Mozilla/llava-v1.5-7b-llamafile · Hey :) LMstudio support and picking your brain

Dec 3, 2023

Hi. I did the 13B GGUF for these and was wondering if you would be so kind as to point me at the docs / script / something you used to compress the CLIP mmproj - I recall seeing something like that being available on some linux branch of something but for the life of me can't dredge it up.
Would really appreciate the assist.

In other news. To make this LMstudio compatible OOTB you might consider renaming the adaptors to mmproj-Q4_0.gguf (et al)

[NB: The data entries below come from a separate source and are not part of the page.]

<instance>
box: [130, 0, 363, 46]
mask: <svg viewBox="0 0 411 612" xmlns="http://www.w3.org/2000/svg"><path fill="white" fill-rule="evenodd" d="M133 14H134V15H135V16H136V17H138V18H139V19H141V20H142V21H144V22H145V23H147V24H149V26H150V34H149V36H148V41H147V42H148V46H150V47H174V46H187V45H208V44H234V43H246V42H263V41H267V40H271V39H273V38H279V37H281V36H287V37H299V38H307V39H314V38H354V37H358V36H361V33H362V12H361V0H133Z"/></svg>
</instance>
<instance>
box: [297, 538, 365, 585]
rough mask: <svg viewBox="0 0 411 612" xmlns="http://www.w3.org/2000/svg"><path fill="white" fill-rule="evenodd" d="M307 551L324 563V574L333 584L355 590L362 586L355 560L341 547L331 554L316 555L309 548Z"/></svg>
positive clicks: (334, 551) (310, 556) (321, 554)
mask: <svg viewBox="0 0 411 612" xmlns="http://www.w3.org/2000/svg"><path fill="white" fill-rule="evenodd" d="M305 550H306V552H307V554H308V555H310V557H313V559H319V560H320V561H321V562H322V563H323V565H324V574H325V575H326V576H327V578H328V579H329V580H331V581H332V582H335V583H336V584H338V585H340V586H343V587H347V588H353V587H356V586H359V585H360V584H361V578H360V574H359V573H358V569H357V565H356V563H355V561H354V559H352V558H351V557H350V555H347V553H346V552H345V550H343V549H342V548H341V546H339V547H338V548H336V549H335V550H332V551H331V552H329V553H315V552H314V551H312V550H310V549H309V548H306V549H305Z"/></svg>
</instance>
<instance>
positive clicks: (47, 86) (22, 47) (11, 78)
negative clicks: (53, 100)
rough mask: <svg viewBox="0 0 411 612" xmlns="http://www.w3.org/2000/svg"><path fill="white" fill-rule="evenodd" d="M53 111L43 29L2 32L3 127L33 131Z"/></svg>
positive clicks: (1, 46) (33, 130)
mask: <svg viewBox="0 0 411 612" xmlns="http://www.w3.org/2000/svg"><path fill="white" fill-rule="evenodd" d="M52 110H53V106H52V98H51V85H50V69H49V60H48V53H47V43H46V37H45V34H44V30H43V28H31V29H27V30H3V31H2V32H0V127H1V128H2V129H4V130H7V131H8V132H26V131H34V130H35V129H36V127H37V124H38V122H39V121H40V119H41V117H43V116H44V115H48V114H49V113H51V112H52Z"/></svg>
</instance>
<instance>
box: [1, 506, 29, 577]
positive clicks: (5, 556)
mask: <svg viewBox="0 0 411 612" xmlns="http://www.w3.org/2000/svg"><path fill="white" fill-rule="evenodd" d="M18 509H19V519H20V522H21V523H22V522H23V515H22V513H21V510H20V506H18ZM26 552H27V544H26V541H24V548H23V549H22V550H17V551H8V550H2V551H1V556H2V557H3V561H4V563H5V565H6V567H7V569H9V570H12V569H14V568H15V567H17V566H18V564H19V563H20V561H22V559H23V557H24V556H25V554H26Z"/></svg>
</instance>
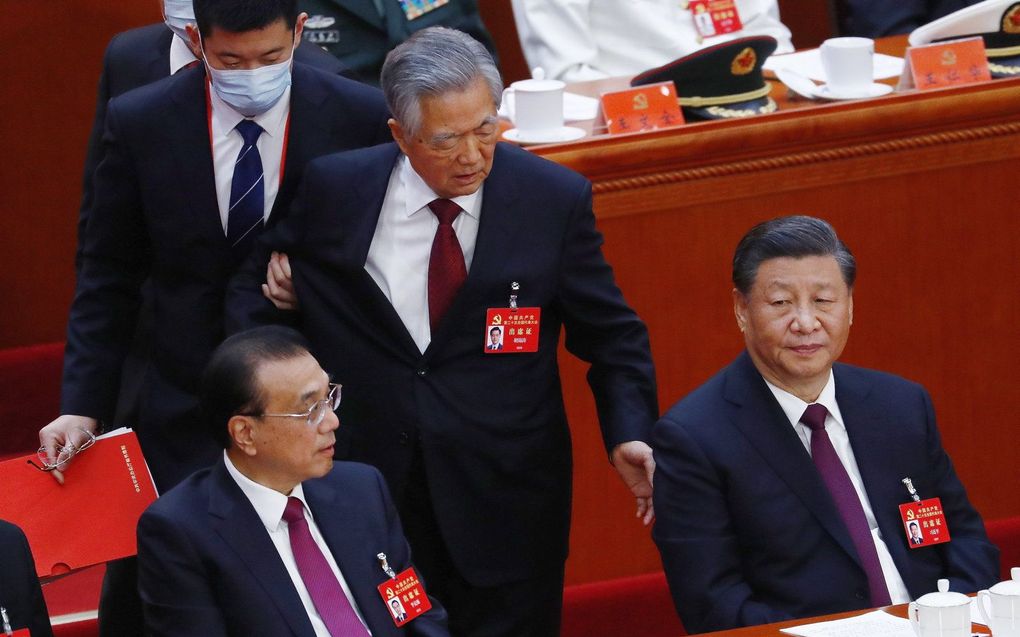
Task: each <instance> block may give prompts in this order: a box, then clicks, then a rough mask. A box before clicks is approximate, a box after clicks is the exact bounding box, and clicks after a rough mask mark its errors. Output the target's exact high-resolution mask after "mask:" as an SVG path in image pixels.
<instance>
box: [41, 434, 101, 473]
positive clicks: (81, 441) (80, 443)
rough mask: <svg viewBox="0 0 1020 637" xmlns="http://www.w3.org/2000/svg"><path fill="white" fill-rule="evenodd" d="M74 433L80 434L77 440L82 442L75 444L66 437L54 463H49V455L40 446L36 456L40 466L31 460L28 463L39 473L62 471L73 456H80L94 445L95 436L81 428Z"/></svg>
mask: <svg viewBox="0 0 1020 637" xmlns="http://www.w3.org/2000/svg"><path fill="white" fill-rule="evenodd" d="M75 431H79V432H80V433H81V434H82V435H81V436H79V439H81V440H82V441H81V442H79V443H78V444H75V443H74V442H73V441H72V440H71V439H70V437H69V436H68V438H67V441H66V442H64V443H63V444H62V445H61V446H60V447H59V448H58V449H57V458H56V460H55V461H51V460H50V455H49V454H48V453H47V452H46V447H45V446H41V447H39V452H38V453H37V454H36V456H37V457H38V458H39V462H40V464H41V465H42V466H40V465H37V464H36V463H34V462H32V461H31V460H29V461H28V463H29V464H30V465H32V466H33V467H35V468H36V469H38V470H40V471H56V470H57V469H61V470H62V469H63V468H64V466H65V465H66V464H67V463H68V462H70V459H71V458H74V456H77V455H79V454H81V453H82V452H84V450H85V449H87V448H89V447H90V446H92V445H93V444H95V443H96V434H94V433H92V432H91V431H89V430H87V429H82V428H79V429H77V430H75Z"/></svg>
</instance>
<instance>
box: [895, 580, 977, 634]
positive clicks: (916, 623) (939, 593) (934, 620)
mask: <svg viewBox="0 0 1020 637" xmlns="http://www.w3.org/2000/svg"><path fill="white" fill-rule="evenodd" d="M949 590H950V581H949V580H938V592H937V593H928V594H926V595H921V596H920V597H919V598H918V599H917V601H912V602H910V604H909V605H908V606H907V618H908V619H909V620H910V625H911V626H912V627H913V629H914V634H915V635H917V636H918V637H970V635H971V632H970V597H968V596H967V595H964V594H963V593H952V592H949Z"/></svg>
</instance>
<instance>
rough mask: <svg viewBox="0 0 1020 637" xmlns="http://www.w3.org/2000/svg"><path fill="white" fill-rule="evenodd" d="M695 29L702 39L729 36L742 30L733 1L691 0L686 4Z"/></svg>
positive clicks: (715, 0)
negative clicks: (694, 20) (689, 11)
mask: <svg viewBox="0 0 1020 637" xmlns="http://www.w3.org/2000/svg"><path fill="white" fill-rule="evenodd" d="M687 8H688V9H690V10H691V15H692V16H693V17H694V19H695V29H696V30H698V34H699V35H700V36H701V37H702V38H711V37H713V36H721V35H723V34H731V33H733V32H737V31H741V30H742V29H744V23H743V22H741V12H739V11H737V10H736V2H734V0H691V2H690V3H688V4H687Z"/></svg>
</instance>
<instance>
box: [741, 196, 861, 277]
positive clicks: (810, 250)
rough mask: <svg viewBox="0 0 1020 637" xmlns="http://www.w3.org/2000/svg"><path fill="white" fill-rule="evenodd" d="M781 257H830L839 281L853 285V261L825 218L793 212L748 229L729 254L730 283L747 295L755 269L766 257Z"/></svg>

then it will "just work TM"

Thanks for this version.

PsiPi

Dec 3, 2023

•

edited Dec 3, 2023

In addition, if you were provide the file llava.preset.json as shown here

in the repo like this

that would also preload the LMstudio template. Hope it helps

jartine

mozilla org Dec 5, 2023

Hey! I heard about your project for the first time a few days ago. It's pretty cool.

If you need to quantize the clip mmproj files, you can use the llamafile-llava-quantize-0.2.1 program from https://github.com/Mozilla-Ocho/llamafile/releases/tag/0.2.1

All the code that's needed for doing this is in the llama.cpp project upstream. But no one wrote a main() function for it until I came along. I hope you find it useful. I'm very much forward to using LLaVA 13B when you post it, since I honestly have no idea how to quantize the other file!

jartine changed discussion status to closed Dec 5, 2023

PsiPi

Dec 7, 2023

Thanks very much. I'm also on the verge of releasing NOUS . again I will eventually be using the encoding quantiser when I get it working - in the interim Ill just post what I have.